A trajetória histórica da formação de professores de Matemática no norte de Minas Gerais pode ser compreendida parcialmente a partir das estratégias de organização do primeiro curso de licenciatura criado para esse fim, conforme o capítulo anterior. Neste capítulo, intencionamos contar e analisar, por meio da utilização de fontes orais e do exame de documentos escritos, as histórias desse curso e do processo de formação de professores de Matemática egressos do mesmo.
Acreditamos, conforme Garnica (2007, p.59), “ser possível, face aos depoimentos, compreender a realidade que nos cerca e, a partir dessas compreensões, criar hábitos de ação”. Como o autor, consideramos que essa proposta é tão importante como a de “compreender, a partir das narrativas do outro, seus modos de narrar, os modos pelos quais o outro atribui significado às suas próprias experiências” (Idem, Ibidem).

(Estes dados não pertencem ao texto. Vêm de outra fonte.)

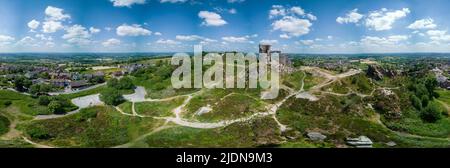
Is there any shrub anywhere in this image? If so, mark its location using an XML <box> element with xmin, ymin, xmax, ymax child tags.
<box><xmin>3</xmin><ymin>100</ymin><xmax>12</xmax><ymax>107</ymax></box>
<box><xmin>38</xmin><ymin>96</ymin><xmax>50</xmax><ymax>106</ymax></box>
<box><xmin>420</xmin><ymin>103</ymin><xmax>442</xmax><ymax>123</ymax></box>
<box><xmin>411</xmin><ymin>95</ymin><xmax>422</xmax><ymax>110</ymax></box>
<box><xmin>100</xmin><ymin>88</ymin><xmax>124</xmax><ymax>106</ymax></box>
<box><xmin>26</xmin><ymin>125</ymin><xmax>51</xmax><ymax>140</ymax></box>
<box><xmin>48</xmin><ymin>100</ymin><xmax>64</xmax><ymax>114</ymax></box>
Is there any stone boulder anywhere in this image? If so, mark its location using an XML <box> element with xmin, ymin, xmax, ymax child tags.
<box><xmin>367</xmin><ymin>65</ymin><xmax>384</xmax><ymax>80</ymax></box>
<box><xmin>346</xmin><ymin>136</ymin><xmax>373</xmax><ymax>148</ymax></box>
<box><xmin>306</xmin><ymin>132</ymin><xmax>327</xmax><ymax>141</ymax></box>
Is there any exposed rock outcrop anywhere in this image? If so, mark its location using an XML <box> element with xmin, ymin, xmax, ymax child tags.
<box><xmin>367</xmin><ymin>65</ymin><xmax>398</xmax><ymax>80</ymax></box>
<box><xmin>306</xmin><ymin>132</ymin><xmax>327</xmax><ymax>141</ymax></box>
<box><xmin>346</xmin><ymin>136</ymin><xmax>373</xmax><ymax>148</ymax></box>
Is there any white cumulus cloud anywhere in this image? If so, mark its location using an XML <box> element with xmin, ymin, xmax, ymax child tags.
<box><xmin>366</xmin><ymin>8</ymin><xmax>410</xmax><ymax>31</ymax></box>
<box><xmin>156</xmin><ymin>39</ymin><xmax>181</xmax><ymax>45</ymax></box>
<box><xmin>89</xmin><ymin>27</ymin><xmax>101</xmax><ymax>34</ymax></box>
<box><xmin>62</xmin><ymin>25</ymin><xmax>91</xmax><ymax>45</ymax></box>
<box><xmin>336</xmin><ymin>9</ymin><xmax>364</xmax><ymax>24</ymax></box>
<box><xmin>408</xmin><ymin>18</ymin><xmax>437</xmax><ymax>29</ymax></box>
<box><xmin>27</xmin><ymin>19</ymin><xmax>41</xmax><ymax>30</ymax></box>
<box><xmin>160</xmin><ymin>0</ymin><xmax>187</xmax><ymax>3</ymax></box>
<box><xmin>272</xmin><ymin>16</ymin><xmax>312</xmax><ymax>37</ymax></box>
<box><xmin>198</xmin><ymin>11</ymin><xmax>227</xmax><ymax>26</ymax></box>
<box><xmin>222</xmin><ymin>35</ymin><xmax>255</xmax><ymax>43</ymax></box>
<box><xmin>102</xmin><ymin>38</ymin><xmax>122</xmax><ymax>47</ymax></box>
<box><xmin>42</xmin><ymin>21</ymin><xmax>64</xmax><ymax>33</ymax></box>
<box><xmin>45</xmin><ymin>6</ymin><xmax>70</xmax><ymax>21</ymax></box>
<box><xmin>116</xmin><ymin>24</ymin><xmax>152</xmax><ymax>36</ymax></box>
<box><xmin>110</xmin><ymin>0</ymin><xmax>145</xmax><ymax>7</ymax></box>
<box><xmin>259</xmin><ymin>39</ymin><xmax>278</xmax><ymax>45</ymax></box>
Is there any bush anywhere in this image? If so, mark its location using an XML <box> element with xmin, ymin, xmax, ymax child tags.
<box><xmin>3</xmin><ymin>100</ymin><xmax>12</xmax><ymax>107</ymax></box>
<box><xmin>26</xmin><ymin>125</ymin><xmax>51</xmax><ymax>140</ymax></box>
<box><xmin>0</xmin><ymin>115</ymin><xmax>10</xmax><ymax>135</ymax></box>
<box><xmin>411</xmin><ymin>95</ymin><xmax>422</xmax><ymax>110</ymax></box>
<box><xmin>420</xmin><ymin>103</ymin><xmax>442</xmax><ymax>123</ymax></box>
<box><xmin>38</xmin><ymin>96</ymin><xmax>50</xmax><ymax>106</ymax></box>
<box><xmin>422</xmin><ymin>95</ymin><xmax>430</xmax><ymax>107</ymax></box>
<box><xmin>107</xmin><ymin>77</ymin><xmax>135</xmax><ymax>90</ymax></box>
<box><xmin>75</xmin><ymin>109</ymin><xmax>98</xmax><ymax>122</ymax></box>
<box><xmin>100</xmin><ymin>88</ymin><xmax>124</xmax><ymax>106</ymax></box>
<box><xmin>48</xmin><ymin>100</ymin><xmax>64</xmax><ymax>114</ymax></box>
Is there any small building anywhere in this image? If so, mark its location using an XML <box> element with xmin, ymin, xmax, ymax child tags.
<box><xmin>50</xmin><ymin>79</ymin><xmax>69</xmax><ymax>87</ymax></box>
<box><xmin>69</xmin><ymin>80</ymin><xmax>89</xmax><ymax>89</ymax></box>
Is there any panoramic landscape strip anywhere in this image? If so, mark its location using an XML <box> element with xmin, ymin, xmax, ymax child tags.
<box><xmin>0</xmin><ymin>0</ymin><xmax>450</xmax><ymax>149</ymax></box>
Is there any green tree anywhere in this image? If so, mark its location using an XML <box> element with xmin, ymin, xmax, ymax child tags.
<box><xmin>420</xmin><ymin>102</ymin><xmax>442</xmax><ymax>123</ymax></box>
<box><xmin>14</xmin><ymin>76</ymin><xmax>32</xmax><ymax>92</ymax></box>
<box><xmin>119</xmin><ymin>77</ymin><xmax>135</xmax><ymax>89</ymax></box>
<box><xmin>422</xmin><ymin>95</ymin><xmax>430</xmax><ymax>107</ymax></box>
<box><xmin>38</xmin><ymin>96</ymin><xmax>50</xmax><ymax>106</ymax></box>
<box><xmin>106</xmin><ymin>78</ymin><xmax>119</xmax><ymax>88</ymax></box>
<box><xmin>411</xmin><ymin>95</ymin><xmax>422</xmax><ymax>110</ymax></box>
<box><xmin>29</xmin><ymin>84</ymin><xmax>41</xmax><ymax>95</ymax></box>
<box><xmin>48</xmin><ymin>100</ymin><xmax>64</xmax><ymax>114</ymax></box>
<box><xmin>100</xmin><ymin>88</ymin><xmax>124</xmax><ymax>106</ymax></box>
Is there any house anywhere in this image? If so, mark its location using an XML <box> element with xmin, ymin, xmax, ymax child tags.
<box><xmin>93</xmin><ymin>71</ymin><xmax>105</xmax><ymax>77</ymax></box>
<box><xmin>50</xmin><ymin>79</ymin><xmax>69</xmax><ymax>87</ymax></box>
<box><xmin>112</xmin><ymin>71</ymin><xmax>124</xmax><ymax>77</ymax></box>
<box><xmin>69</xmin><ymin>80</ymin><xmax>89</xmax><ymax>89</ymax></box>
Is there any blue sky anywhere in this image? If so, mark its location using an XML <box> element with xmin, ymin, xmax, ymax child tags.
<box><xmin>0</xmin><ymin>0</ymin><xmax>450</xmax><ymax>53</ymax></box>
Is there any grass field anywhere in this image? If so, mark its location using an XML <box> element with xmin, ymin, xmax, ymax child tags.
<box><xmin>118</xmin><ymin>102</ymin><xmax>133</xmax><ymax>114</ymax></box>
<box><xmin>0</xmin><ymin>90</ymin><xmax>49</xmax><ymax>116</ymax></box>
<box><xmin>183</xmin><ymin>89</ymin><xmax>266</xmax><ymax>122</ymax></box>
<box><xmin>322</xmin><ymin>74</ymin><xmax>374</xmax><ymax>94</ymax></box>
<box><xmin>20</xmin><ymin>106</ymin><xmax>161</xmax><ymax>147</ymax></box>
<box><xmin>282</xmin><ymin>71</ymin><xmax>305</xmax><ymax>90</ymax></box>
<box><xmin>61</xmin><ymin>86</ymin><xmax>106</xmax><ymax>99</ymax></box>
<box><xmin>277</xmin><ymin>96</ymin><xmax>450</xmax><ymax>147</ymax></box>
<box><xmin>0</xmin><ymin>115</ymin><xmax>10</xmax><ymax>135</ymax></box>
<box><xmin>130</xmin><ymin>118</ymin><xmax>280</xmax><ymax>148</ymax></box>
<box><xmin>135</xmin><ymin>97</ymin><xmax>186</xmax><ymax>117</ymax></box>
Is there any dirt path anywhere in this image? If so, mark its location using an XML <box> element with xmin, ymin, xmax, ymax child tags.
<box><xmin>34</xmin><ymin>94</ymin><xmax>103</xmax><ymax>120</ymax></box>
<box><xmin>22</xmin><ymin>137</ymin><xmax>55</xmax><ymax>148</ymax></box>
<box><xmin>48</xmin><ymin>82</ymin><xmax>106</xmax><ymax>96</ymax></box>
<box><xmin>436</xmin><ymin>99</ymin><xmax>450</xmax><ymax>115</ymax></box>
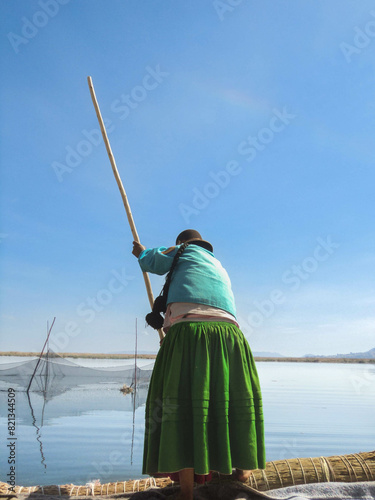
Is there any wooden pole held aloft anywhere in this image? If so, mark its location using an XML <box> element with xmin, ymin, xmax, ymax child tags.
<box><xmin>87</xmin><ymin>76</ymin><xmax>164</xmax><ymax>340</ymax></box>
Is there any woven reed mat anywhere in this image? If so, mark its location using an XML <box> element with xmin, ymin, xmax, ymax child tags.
<box><xmin>0</xmin><ymin>451</ymin><xmax>375</xmax><ymax>500</ymax></box>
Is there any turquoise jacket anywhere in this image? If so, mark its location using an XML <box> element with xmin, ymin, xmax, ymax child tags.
<box><xmin>138</xmin><ymin>244</ymin><xmax>236</xmax><ymax>317</ymax></box>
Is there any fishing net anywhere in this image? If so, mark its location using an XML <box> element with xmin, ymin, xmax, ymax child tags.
<box><xmin>0</xmin><ymin>350</ymin><xmax>154</xmax><ymax>400</ymax></box>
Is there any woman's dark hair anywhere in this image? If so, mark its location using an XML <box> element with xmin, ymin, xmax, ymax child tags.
<box><xmin>146</xmin><ymin>243</ymin><xmax>189</xmax><ymax>330</ymax></box>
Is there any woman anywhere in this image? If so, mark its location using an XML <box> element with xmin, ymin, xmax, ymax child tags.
<box><xmin>133</xmin><ymin>229</ymin><xmax>265</xmax><ymax>500</ymax></box>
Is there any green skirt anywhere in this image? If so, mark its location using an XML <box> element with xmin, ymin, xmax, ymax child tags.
<box><xmin>143</xmin><ymin>321</ymin><xmax>265</xmax><ymax>475</ymax></box>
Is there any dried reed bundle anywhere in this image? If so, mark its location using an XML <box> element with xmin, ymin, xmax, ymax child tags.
<box><xmin>0</xmin><ymin>451</ymin><xmax>375</xmax><ymax>496</ymax></box>
<box><xmin>215</xmin><ymin>451</ymin><xmax>375</xmax><ymax>491</ymax></box>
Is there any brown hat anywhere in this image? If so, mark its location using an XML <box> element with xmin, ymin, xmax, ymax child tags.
<box><xmin>176</xmin><ymin>229</ymin><xmax>214</xmax><ymax>252</ymax></box>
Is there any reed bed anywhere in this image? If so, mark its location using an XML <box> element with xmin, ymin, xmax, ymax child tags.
<box><xmin>0</xmin><ymin>451</ymin><xmax>375</xmax><ymax>496</ymax></box>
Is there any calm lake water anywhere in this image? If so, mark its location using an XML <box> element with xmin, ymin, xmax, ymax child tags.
<box><xmin>0</xmin><ymin>358</ymin><xmax>375</xmax><ymax>486</ymax></box>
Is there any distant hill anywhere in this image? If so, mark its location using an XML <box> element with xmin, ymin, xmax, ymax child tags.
<box><xmin>253</xmin><ymin>351</ymin><xmax>285</xmax><ymax>358</ymax></box>
<box><xmin>304</xmin><ymin>347</ymin><xmax>375</xmax><ymax>359</ymax></box>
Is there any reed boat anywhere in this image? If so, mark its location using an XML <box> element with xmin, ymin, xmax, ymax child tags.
<box><xmin>0</xmin><ymin>451</ymin><xmax>375</xmax><ymax>497</ymax></box>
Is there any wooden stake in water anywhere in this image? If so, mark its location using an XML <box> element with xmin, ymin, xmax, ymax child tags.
<box><xmin>26</xmin><ymin>318</ymin><xmax>56</xmax><ymax>393</ymax></box>
<box><xmin>87</xmin><ymin>76</ymin><xmax>164</xmax><ymax>340</ymax></box>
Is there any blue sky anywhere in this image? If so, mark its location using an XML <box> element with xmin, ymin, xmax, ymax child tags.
<box><xmin>0</xmin><ymin>0</ymin><xmax>375</xmax><ymax>355</ymax></box>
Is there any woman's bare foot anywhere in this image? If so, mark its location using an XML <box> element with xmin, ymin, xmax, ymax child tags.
<box><xmin>233</xmin><ymin>469</ymin><xmax>251</xmax><ymax>483</ymax></box>
<box><xmin>174</xmin><ymin>469</ymin><xmax>194</xmax><ymax>500</ymax></box>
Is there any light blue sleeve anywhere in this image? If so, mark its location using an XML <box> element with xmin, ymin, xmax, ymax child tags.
<box><xmin>138</xmin><ymin>247</ymin><xmax>178</xmax><ymax>275</ymax></box>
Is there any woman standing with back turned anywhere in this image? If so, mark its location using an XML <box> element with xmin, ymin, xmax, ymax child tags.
<box><xmin>133</xmin><ymin>229</ymin><xmax>265</xmax><ymax>500</ymax></box>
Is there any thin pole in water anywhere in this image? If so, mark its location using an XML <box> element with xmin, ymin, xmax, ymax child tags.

Assim, as muitas histórias presentes nas narrativas de nossos colaboradores nos fornecem indícios para a compreensão da questão de pesquisa. Elaboramos, então, nossas interpretações considerando aspectos que nos saltaram aos olhos nas textualizações elaboradas. Embora os depoimentos tenham sido acomodados, na íntegra, nos apêndices de nosso trabalho, queremos frisar que essa estratégia não deslegitima ou secundariza as narrativas de nossos depoentes, pois elas são, em muitos momentos, retomadas em nossa própria narrativa.